What’s in our name

I think stories have tremendous influence on children. So what do our children learn after reading that story [Little Red Riding Hood]? Will they learn to respect and value living creatures and seek to co-exist, or do they walk away fearing wolves and feeling a little bit happy and relieved at wolf’s gruesome fate at the end of the story?

From Maria Arefieva, school’s visionary and co-founder:

Long before I became a mother I was a wildlife advocate. Through many hours of volunteer work for various nonprofit projects I learned not only how incredibly fascinating our wildlife is, but also the tragic story of its mismanagement that led to the near extinction of such iconic and magnificent creatures as the bald eagle, American bison and of course the majestic wolf.

It was heartbreaking to learn that with the arrival of European settlers the population of the beautiful and gentle bison went from about 50,000,000 down to just about 23 bison who managed to survive in central Yellowstone. From 50 million to 23 individuals! (source: Buffalo Field Campaign).

But the wild creature and story that touched my heart most was the wolf.

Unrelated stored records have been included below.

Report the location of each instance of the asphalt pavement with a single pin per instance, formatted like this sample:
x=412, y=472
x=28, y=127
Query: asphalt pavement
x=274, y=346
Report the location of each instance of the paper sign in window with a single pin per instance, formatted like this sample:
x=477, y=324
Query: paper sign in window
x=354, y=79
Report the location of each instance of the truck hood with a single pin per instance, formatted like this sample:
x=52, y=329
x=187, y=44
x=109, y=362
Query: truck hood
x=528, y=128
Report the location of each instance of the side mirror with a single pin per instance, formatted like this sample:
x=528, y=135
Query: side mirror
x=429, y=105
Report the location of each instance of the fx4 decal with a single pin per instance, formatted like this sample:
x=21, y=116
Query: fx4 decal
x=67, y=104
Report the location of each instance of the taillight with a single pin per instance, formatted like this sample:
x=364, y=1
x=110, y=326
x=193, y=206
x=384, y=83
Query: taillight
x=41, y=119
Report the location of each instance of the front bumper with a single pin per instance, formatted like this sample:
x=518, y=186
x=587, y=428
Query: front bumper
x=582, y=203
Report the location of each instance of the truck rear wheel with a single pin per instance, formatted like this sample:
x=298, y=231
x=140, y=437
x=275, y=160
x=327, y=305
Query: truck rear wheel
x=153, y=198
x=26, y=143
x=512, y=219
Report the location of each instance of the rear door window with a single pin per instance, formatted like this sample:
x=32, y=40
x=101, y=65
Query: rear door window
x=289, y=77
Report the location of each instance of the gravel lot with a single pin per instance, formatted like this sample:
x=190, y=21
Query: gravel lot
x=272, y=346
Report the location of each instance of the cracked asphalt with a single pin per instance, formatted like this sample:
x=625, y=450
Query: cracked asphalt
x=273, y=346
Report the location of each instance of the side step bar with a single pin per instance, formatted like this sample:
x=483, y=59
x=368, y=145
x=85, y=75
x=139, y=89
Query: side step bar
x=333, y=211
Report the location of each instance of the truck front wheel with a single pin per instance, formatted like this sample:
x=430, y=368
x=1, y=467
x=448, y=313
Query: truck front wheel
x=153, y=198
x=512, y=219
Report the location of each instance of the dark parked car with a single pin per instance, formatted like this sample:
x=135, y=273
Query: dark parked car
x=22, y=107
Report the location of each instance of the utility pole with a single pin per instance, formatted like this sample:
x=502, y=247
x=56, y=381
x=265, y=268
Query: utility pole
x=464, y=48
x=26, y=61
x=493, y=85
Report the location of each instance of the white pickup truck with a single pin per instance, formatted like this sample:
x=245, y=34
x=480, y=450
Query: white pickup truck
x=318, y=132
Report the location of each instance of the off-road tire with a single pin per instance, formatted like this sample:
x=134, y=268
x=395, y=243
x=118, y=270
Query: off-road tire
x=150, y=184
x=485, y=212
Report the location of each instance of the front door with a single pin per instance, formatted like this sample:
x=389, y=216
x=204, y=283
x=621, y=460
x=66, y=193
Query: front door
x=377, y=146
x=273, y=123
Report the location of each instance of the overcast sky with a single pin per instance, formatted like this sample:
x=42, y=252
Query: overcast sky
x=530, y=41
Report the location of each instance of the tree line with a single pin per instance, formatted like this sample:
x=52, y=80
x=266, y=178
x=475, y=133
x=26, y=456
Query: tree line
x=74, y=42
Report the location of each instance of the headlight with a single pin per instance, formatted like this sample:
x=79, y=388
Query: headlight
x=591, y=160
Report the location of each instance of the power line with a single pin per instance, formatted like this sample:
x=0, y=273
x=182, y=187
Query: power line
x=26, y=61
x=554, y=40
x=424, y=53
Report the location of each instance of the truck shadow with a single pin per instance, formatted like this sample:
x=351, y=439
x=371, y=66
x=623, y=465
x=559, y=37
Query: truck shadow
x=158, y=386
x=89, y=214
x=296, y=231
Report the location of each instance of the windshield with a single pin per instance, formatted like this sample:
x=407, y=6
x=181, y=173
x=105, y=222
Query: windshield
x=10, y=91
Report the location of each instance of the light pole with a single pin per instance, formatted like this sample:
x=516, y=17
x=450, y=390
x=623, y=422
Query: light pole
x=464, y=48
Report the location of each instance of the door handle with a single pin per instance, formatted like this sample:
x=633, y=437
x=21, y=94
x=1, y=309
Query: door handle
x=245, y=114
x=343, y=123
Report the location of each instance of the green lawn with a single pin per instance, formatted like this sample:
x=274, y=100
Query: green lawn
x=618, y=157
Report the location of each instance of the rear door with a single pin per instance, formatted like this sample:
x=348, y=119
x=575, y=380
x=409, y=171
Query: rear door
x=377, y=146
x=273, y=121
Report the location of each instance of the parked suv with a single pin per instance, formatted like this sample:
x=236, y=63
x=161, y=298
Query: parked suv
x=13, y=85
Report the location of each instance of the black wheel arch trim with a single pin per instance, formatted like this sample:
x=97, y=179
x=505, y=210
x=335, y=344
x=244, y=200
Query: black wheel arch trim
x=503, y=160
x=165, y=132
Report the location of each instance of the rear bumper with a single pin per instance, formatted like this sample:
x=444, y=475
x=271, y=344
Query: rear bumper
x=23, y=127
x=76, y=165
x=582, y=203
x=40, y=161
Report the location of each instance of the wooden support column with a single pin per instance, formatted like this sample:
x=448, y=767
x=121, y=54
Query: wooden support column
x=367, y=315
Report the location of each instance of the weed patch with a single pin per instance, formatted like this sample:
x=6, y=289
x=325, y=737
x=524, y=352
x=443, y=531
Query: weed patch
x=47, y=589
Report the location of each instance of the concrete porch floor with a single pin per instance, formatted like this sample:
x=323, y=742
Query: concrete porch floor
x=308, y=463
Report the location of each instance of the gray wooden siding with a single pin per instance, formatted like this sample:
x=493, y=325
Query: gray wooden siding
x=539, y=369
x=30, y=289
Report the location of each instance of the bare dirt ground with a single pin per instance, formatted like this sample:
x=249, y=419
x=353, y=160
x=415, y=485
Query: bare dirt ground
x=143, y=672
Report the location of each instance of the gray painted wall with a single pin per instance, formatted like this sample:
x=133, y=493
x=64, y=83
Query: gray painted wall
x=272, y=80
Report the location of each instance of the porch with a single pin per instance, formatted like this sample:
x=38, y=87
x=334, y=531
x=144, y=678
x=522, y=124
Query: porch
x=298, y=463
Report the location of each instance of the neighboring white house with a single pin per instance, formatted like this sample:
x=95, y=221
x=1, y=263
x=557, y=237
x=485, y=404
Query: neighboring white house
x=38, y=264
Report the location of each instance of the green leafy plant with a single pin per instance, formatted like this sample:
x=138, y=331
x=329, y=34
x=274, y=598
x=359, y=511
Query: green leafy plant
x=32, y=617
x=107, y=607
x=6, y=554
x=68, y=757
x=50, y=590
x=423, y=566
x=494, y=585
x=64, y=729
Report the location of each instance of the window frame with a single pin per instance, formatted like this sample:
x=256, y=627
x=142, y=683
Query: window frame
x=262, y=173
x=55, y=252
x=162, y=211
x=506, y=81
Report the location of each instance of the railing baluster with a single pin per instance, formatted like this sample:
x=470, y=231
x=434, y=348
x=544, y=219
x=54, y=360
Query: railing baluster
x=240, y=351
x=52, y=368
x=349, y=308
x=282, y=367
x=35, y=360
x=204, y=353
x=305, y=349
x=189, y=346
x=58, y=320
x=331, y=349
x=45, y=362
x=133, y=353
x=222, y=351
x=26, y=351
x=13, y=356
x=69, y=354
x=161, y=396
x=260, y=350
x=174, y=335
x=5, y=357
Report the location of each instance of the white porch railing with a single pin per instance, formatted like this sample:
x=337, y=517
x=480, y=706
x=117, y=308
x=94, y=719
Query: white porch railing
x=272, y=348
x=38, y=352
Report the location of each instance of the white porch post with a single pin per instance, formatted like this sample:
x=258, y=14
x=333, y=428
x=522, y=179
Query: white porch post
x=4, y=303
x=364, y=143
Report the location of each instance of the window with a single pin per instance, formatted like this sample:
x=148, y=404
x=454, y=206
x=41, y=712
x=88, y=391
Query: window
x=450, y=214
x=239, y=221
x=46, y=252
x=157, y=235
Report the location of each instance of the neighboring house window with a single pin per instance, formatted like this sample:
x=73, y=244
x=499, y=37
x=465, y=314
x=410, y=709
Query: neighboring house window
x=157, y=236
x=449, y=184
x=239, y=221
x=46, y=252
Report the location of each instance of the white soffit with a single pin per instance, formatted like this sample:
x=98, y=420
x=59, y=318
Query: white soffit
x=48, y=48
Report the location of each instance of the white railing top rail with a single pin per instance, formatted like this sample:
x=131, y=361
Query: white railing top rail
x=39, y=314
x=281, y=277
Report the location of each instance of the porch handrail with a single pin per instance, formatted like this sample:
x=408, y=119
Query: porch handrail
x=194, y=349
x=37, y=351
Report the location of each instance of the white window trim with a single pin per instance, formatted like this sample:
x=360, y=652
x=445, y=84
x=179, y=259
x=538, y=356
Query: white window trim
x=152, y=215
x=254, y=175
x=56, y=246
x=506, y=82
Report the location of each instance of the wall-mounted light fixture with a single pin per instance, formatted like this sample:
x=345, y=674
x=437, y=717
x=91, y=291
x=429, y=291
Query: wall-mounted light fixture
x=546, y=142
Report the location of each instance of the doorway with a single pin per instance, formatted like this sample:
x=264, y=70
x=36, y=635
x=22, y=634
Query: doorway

It was after having read a story of a biologist in the former Soviet Union who in his studies ended up living for 2 years among a wolf pack. His story of acceptance into the pack and his life among the wolves and my further studies on this subject, including a visit to the Colorado Wolf and Wildlife Center, made me realize just how wrong the common conception of the wolf is and what a dear price this incredible animal paid for it.